So Junior books the match, but each fighter’s past rears its respective ugly head: for Razor it’s his ex-girlfriend Sally (Kim Basinger), who’s an ex for a reason. For Kid, it’s B.J. (Jon Bernthal), the son he never knew. Can the fighters keep their heads in the game and stay focused on how much they hate each other heading into the showdown?
Grudge Match is one of those movies that realizes it isn’t funny enough to just be a comedy and tries to fill the gaps with heart-thawing melodrama but ultimately fails in both ventures. If you’ve seen the trailer, you’ve laughed as much as you’re going to; it’s all an attempt to rope-a-dope you into the theater. The fact is you just can’t get two hours’ worth of solid comedy out of man-boob jokes and riffing on age vs. technology. There’s nothing wrong with shallow humor so long as it is as varied as it is plentiful.

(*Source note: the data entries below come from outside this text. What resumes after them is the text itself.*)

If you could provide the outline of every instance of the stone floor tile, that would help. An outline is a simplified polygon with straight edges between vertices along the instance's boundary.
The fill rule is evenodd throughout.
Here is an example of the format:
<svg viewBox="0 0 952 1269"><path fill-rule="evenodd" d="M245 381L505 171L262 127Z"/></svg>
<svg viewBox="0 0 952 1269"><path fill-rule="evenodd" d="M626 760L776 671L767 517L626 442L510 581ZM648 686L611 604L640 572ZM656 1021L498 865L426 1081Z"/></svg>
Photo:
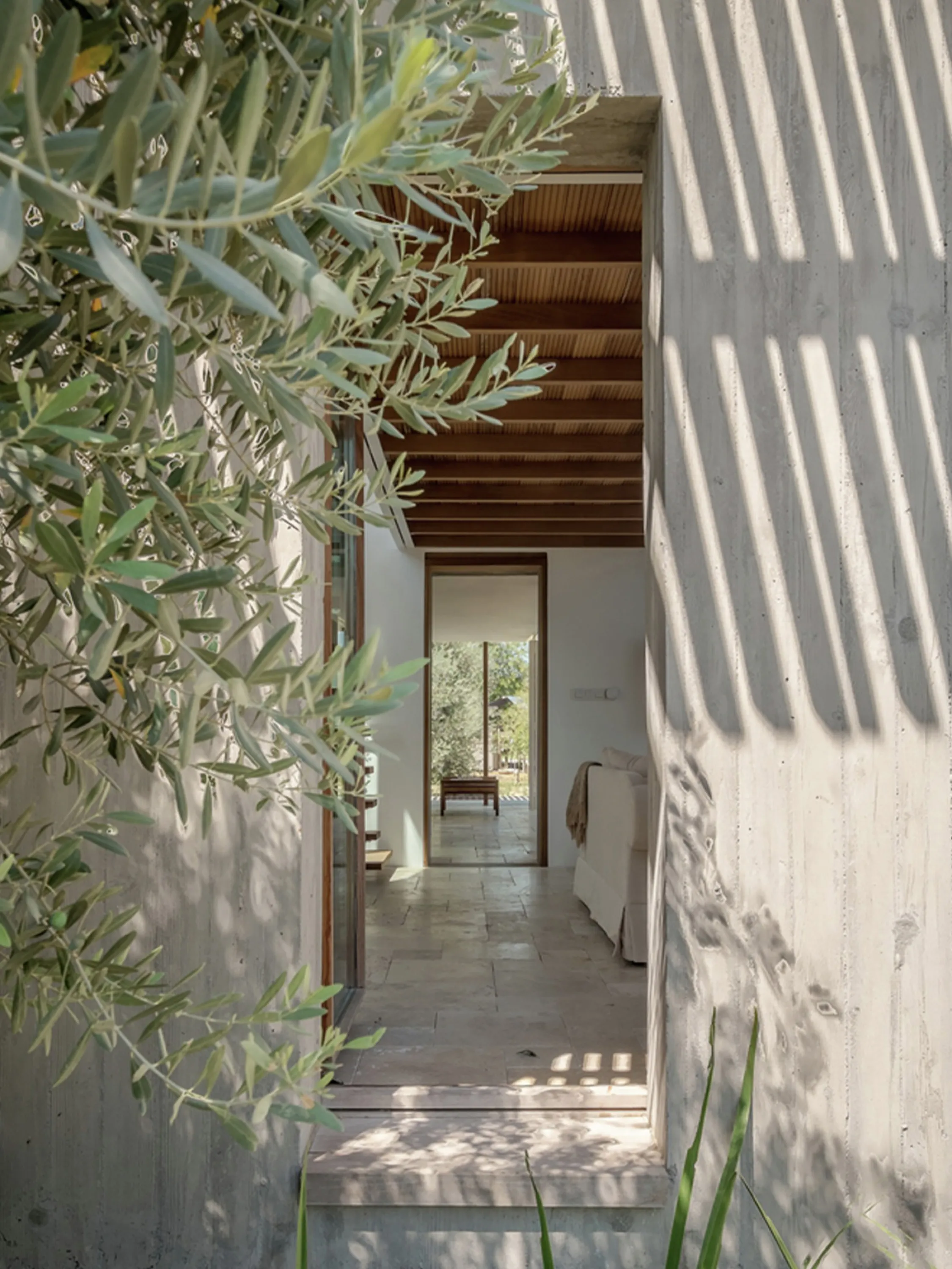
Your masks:
<svg viewBox="0 0 952 1269"><path fill-rule="evenodd" d="M353 1084L459 1084L505 1085L501 1049L476 1051L468 1046L453 1048L432 1044L420 1048L369 1049L360 1055Z"/></svg>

On the other side of things, most of the characters lack any real emotional depth, save for a few Hollywood tears. They are sparingly endearing, which makes their reconciliations that much more meaningless. B.J., for example, must be either a horrible father himself or an emotionally-stunted caveman like his bio-dad after the shit Billy pulls. And maybe it’s just good ol’ cynicism but it doesn’t seem like anything is actually hashed out with Razor’s heartbreak—aside from three decades’ worth of cold shoulders boiled down into two almost-tense scenes—before he hitches his wagon back to the ex.
Yes, these are spoilers, the aim of which is to prevent you from watching this movie.
Hart and Arkin give this tomato can of a flick its only real ray of false hope. De Niro’s character is written like such an infantile prick that the actor’s charm is lost in the role. Conversely, Stallone is too wooden to portray Razor a genuine sense of maudlin. Basinger’s character is too dislikeable to analyze her performance. Bernthal has a solid performance in a poorly-written role.
If you insist on seeing Grudge Match, protect yourself at all times, because this cheap-shot does nothing but hit below the belt: your wallet.